Cooking the Books: Apple Cider Slaying by Julie Anne Lindsey
By Doreen SheridanNovember 20, 2019
This first book in the Cider Shop Mystery series is an absolute delight! Set in the fictional small town of Blossom Valley, West Virginia, it features plucky heroine Winnie Mae Montgomery. As the novel opens, Winnie is worrying about the best way to save her family’s beloved apple orchard. She and her Granny Smythe live on the 25-acre property and are brainstorming ways to drum up more business for the flagging enterprise. In addition to keeping the orchard open year-round to host winter festivities, Winnie has high hopes of opening a cider shop that could serve as a tourist draw as well as a multipurpose gathering place for the town’s residents.
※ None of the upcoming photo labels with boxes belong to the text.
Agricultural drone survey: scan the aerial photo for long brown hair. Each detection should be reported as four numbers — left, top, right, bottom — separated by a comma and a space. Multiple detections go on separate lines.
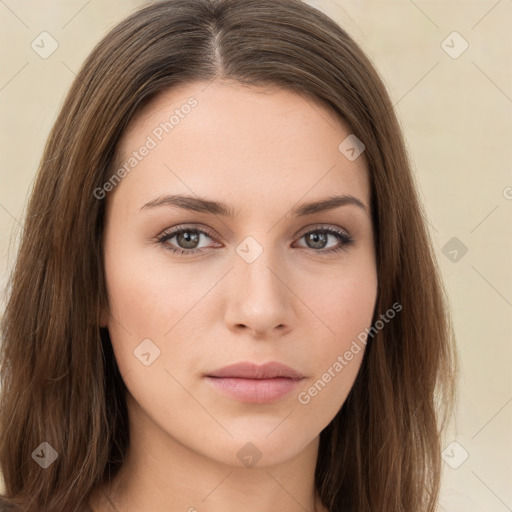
0, 0, 457, 512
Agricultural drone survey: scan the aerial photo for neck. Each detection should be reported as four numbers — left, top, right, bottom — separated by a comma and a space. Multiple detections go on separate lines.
90, 394, 325, 512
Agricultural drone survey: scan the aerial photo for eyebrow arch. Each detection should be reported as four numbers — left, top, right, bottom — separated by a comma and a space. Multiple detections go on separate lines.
140, 194, 368, 217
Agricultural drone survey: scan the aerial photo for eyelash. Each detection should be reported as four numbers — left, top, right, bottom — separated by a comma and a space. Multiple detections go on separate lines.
157, 227, 354, 255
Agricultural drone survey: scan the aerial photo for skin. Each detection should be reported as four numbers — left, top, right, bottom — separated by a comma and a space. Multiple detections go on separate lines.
90, 81, 377, 512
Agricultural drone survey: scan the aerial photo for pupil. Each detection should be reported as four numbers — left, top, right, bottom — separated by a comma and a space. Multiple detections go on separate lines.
178, 231, 198, 249
309, 233, 327, 249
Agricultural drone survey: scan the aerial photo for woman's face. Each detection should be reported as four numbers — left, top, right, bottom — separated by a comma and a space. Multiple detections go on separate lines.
99, 82, 377, 466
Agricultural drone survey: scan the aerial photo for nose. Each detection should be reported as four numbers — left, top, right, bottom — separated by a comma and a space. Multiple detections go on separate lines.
225, 244, 294, 338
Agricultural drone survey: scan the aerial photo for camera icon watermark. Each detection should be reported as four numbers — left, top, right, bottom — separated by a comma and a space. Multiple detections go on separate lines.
32, 441, 59, 469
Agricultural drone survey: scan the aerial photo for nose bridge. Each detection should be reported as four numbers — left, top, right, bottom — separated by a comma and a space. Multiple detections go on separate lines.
235, 235, 284, 300
229, 235, 289, 332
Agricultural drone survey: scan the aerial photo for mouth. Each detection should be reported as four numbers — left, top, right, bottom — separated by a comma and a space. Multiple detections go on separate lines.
205, 362, 305, 404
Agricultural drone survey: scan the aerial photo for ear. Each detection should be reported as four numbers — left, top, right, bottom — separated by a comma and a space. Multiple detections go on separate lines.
100, 308, 109, 327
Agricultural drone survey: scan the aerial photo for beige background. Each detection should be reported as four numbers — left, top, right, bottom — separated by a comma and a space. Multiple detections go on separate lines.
0, 0, 512, 512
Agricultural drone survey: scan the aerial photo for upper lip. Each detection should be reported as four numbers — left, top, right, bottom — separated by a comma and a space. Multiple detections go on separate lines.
207, 361, 304, 379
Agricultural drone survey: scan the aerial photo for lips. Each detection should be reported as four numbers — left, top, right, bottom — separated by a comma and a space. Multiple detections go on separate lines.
205, 362, 305, 404
208, 362, 304, 380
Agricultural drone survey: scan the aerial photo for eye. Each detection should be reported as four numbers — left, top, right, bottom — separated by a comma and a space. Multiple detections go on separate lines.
157, 226, 354, 254
158, 226, 220, 254
292, 226, 354, 253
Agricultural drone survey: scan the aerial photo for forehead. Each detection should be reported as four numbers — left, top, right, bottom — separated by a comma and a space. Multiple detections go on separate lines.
110, 82, 369, 214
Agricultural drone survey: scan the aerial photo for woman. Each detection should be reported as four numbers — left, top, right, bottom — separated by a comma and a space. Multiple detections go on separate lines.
0, 0, 456, 512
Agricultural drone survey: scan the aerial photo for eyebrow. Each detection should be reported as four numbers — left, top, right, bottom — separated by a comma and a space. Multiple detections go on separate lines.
140, 194, 369, 217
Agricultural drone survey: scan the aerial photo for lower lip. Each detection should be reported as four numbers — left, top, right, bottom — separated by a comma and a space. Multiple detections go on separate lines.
206, 377, 303, 404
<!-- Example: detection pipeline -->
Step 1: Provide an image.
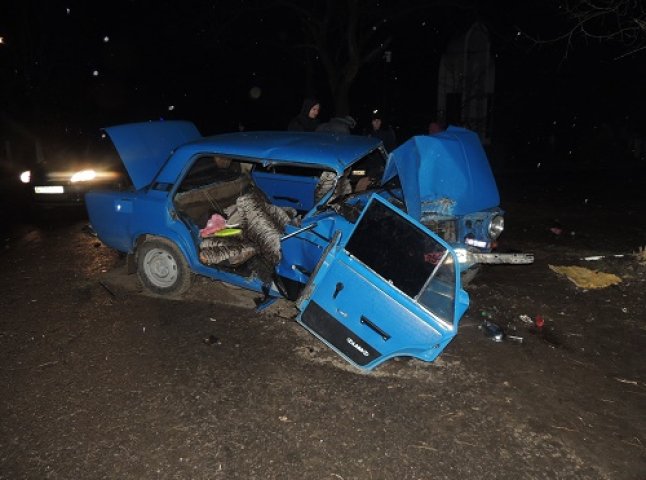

Her plans take a lethal blow, however, when Granny’s neighbor and nemesis, Nadine Cooper, is found dead in their apple press. The town’s new sheriff, Colton Wise, immediately suspects Granny—to Winnie’s chagrin. Determined to not only clear Granny’s name but also to repair the Smythe Orchards reputation so she can finally get a business loan to open the cider shop of her dreams, Winnie charges into investigating the murder. Unfortunately, a killer is waiting in the shadows to put a fatal end to her questioning should she get too close to the truth.
Apple Cider Slaying packs a lot of story into its 300-odd pages! Aside from the mystery, there’s a promising romance, though the return of Winnie’s former fiancé threatens to throw a wrench into the works. The way the kittens come into Winnie’s life is also sweetly endearing. And it’s just such a thoroughly inhabited, well-written story! The characters are multi-dimensional, and the attention to detail makes it feel like I’m reading about real people and events. Winnie, especially, is easy to relate to. Julie Ann Lindsey’s love for West Virginia also shines through, making for a transporting and totally engrossing read.
There were three recipes included for dishes mentioned in the novel, and while I was very tempted to try making apple cider, I ultimately opted for this one:
Hunk of Heaven Tater Salad
6 large or 8 medium-size potatoes
4-6 hardboiled eggs
1 ½ cups real mayonnaise
2 tablespoons cider vinegar
3 tablespoons sugar
2 tablespoons yellow mustard
½ teaspoon salt
½ teaspoon pepper
1 teaspoon garlic powder
1 cup onion, chopped
Paprika as garnish
Peel and boil potatoes. Cool. Dice.
Peel and chop eggs.
In a medium bowl, blend mayonnaise, vinegar, sugar, mustard, salt, pepper, and garlic powder until smooth.
Add potatoes and coat well.
Mix in onions and eggs.
Dash with paprika for pizzazz.
I was very gratified by Ms. Lindsey’s note that tater salad is personal and that each cook should work on refining the recipe until they find their perfect mix. The instructions above do make for a terrific start, though I thought it was smarter to dice the potatoes before boiling them, as it takes far less time to cook them that way than the other way round (plus, you don’t have to wait even longer to cool the boiled potatoes before cutting them). I placed my diced potatoes in cold water over high heat until the water reached full boil. I then allowed the potatoes to boil for five minutes before turning the heat down to simmer and letting them cook for another 10. They came out perfectly for potato salad that way.
Going back to the original recipe, though, I really enjoyed the crunch of onions in this salad and thought the inclusion of cider vinegar was quite clever given the theme of this book. I would, however, add more salt myself. This was a terrific companion for sandwiches but does make quite a generous amount, so it would be ideal for bringing to large gatherings.